Ülkemizde uzun yıllardır sanayide eleman bulma sorunu yaşanmaktadır. Sorunun temeli 28 Şubat dönemine dayanır. O dönemde uygulanmaya başlanılan bir kararla meslek lisesine giden öğrencilerin üniversite yerleştirmelerinde katsayılarının düşürülmesiyle oluşturulan ortamda meslek liseleri tercih edilmez duruma geldi. Sonrasında neler oldu, neler değişti bilemiyorum fakat o günden bu günümüze sanayide hala daha çırak ve kalfa bulmak zor. Hal böyle olunca mevcut ustalar (doğal olarak) değerlendi ve kazançları da hatırı sayılır bir biçimde arttı.

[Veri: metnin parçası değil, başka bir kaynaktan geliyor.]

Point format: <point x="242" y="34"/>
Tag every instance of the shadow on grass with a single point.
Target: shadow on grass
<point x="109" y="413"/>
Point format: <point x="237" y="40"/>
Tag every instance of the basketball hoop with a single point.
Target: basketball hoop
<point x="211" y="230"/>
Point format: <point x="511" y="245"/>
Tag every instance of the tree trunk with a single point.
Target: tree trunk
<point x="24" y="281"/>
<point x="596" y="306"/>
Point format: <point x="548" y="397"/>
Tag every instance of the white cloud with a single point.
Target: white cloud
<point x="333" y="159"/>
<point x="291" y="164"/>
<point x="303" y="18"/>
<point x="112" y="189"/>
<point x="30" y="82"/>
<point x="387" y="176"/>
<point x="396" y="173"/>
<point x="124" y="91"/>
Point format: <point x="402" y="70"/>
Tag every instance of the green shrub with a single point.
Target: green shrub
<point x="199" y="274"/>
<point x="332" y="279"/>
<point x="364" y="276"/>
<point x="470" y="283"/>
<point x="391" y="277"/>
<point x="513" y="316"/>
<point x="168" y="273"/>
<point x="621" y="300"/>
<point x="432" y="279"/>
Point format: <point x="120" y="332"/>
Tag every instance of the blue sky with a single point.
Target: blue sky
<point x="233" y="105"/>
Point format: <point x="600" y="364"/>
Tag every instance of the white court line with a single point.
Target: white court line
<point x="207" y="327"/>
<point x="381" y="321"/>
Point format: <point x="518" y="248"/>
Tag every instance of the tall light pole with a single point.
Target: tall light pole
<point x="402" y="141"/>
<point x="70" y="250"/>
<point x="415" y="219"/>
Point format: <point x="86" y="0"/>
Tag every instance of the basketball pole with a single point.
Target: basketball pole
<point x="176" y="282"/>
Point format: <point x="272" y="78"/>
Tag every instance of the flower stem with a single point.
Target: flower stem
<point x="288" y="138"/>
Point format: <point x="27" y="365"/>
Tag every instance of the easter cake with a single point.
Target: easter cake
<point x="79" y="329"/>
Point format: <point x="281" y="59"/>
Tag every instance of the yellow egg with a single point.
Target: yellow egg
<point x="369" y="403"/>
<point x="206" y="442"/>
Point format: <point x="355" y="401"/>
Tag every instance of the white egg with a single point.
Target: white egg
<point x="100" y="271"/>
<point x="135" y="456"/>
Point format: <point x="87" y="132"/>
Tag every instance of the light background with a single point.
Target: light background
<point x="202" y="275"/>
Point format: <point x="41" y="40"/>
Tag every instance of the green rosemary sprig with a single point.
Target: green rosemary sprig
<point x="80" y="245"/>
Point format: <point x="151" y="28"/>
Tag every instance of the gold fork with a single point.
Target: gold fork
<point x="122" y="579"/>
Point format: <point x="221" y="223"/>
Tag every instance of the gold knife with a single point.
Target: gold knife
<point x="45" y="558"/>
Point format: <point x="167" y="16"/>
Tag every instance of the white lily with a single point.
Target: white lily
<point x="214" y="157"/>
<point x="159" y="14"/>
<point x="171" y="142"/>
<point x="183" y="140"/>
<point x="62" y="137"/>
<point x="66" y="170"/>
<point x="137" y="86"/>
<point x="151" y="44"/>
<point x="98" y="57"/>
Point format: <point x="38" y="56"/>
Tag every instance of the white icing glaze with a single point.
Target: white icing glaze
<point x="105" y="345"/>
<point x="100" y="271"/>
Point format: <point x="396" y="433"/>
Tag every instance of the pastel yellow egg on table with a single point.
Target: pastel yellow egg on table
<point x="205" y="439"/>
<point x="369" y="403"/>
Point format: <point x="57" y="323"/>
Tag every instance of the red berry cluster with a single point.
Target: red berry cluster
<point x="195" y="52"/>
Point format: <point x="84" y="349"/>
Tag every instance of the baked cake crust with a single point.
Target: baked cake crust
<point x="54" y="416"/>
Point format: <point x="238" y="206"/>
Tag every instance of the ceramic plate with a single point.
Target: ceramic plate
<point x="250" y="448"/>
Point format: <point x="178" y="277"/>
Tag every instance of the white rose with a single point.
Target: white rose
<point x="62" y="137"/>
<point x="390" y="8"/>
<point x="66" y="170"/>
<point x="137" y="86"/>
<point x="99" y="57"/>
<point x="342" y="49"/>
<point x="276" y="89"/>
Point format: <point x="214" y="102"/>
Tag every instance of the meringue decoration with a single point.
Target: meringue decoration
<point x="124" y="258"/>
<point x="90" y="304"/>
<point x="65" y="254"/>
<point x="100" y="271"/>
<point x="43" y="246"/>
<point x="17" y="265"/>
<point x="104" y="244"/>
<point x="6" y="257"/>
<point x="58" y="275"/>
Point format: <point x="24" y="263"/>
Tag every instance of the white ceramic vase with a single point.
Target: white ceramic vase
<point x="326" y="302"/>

Bunun yanında 2024 senesinde üniversite sınavına 6 milyon gencin girmesi bekleniyor. Bu gençlerin iyi bir okula yerleşmesi için ilk 50 bin kişinin arasına girmesi lazım. Sonrası açığa top bırakmak gibi bir şey.
Kader, kısmet, beceri, siyaset vs.. Çok yönlü bir serüvende şansı varsa ne âlâ, yoksa iş aramakla geçecek uzun bir süreç, stres, depresyon, maddi kaygılar, toplum baskısı ve benzeri birçok sorun kendisini bekliyor olacak.
Bu gün bir çocuk bu serüvene başlayıncaya kadar sanayide iyi bir ustanın yanında hayata başlasa hepimizin malum olduğu üzere hem erkenden hayata atılır hem de ne iş sıkıntısı yaşar ne de geçim derdine düşer.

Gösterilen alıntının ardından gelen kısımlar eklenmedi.